A cross-sectional study of 780 Finnish men and women showed an odds ratio (OR) of 1.76 among participants who drank < 7 drinks per 2 wks, and 2.52 among those who drank > 7 drinks per 2 wks in comparison with non-drinkers, controlling for dietary habits, smoking habits, and toothbrushing frequency (Sakki et al., 1995). In a case-control study in China, drinkers were 1.86 times more likely to have periodontitis than were non-drinkers (unadjusted analysis) (Pan et al., 1998). Recent findings from the Erie County Study also showed a positive relationship between alcohol consumption and more severe attachment loss and gingival bleeding (Tezal et al., 2001). Alcohol consumption of > 5 drinks/wk was associated with increased attachment loss, OR of 1.36 (95% CI, 1.02, 1.80), compared with consumption of < 5 drinks/wk. The OR was modestly stronger (OR = 1.44; 95% CI, 1.04, 2.00) when 10 drinks/wk were used as the threshold. In the same study, wine, beer, or liquor intakes had similar associations with periodontitis risk.

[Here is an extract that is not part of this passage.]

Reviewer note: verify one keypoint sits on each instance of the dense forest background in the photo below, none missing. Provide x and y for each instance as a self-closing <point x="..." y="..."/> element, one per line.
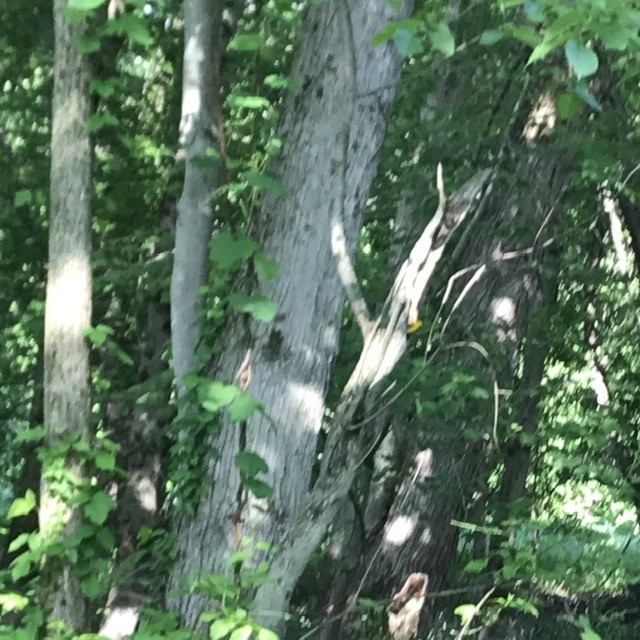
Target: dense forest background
<point x="321" y="319"/>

We did not observe any clear pattern of association between specific beverages and periodontitis risk. High red wine intake raised the risk of periodontitis slightly more than that of the other beverages, but the result was not significant. We were somewhat limited in the beverage-specific analyses due to the limited number of cases in the heaviest drinkers; thus, the risk estimates should be interpreted with caution.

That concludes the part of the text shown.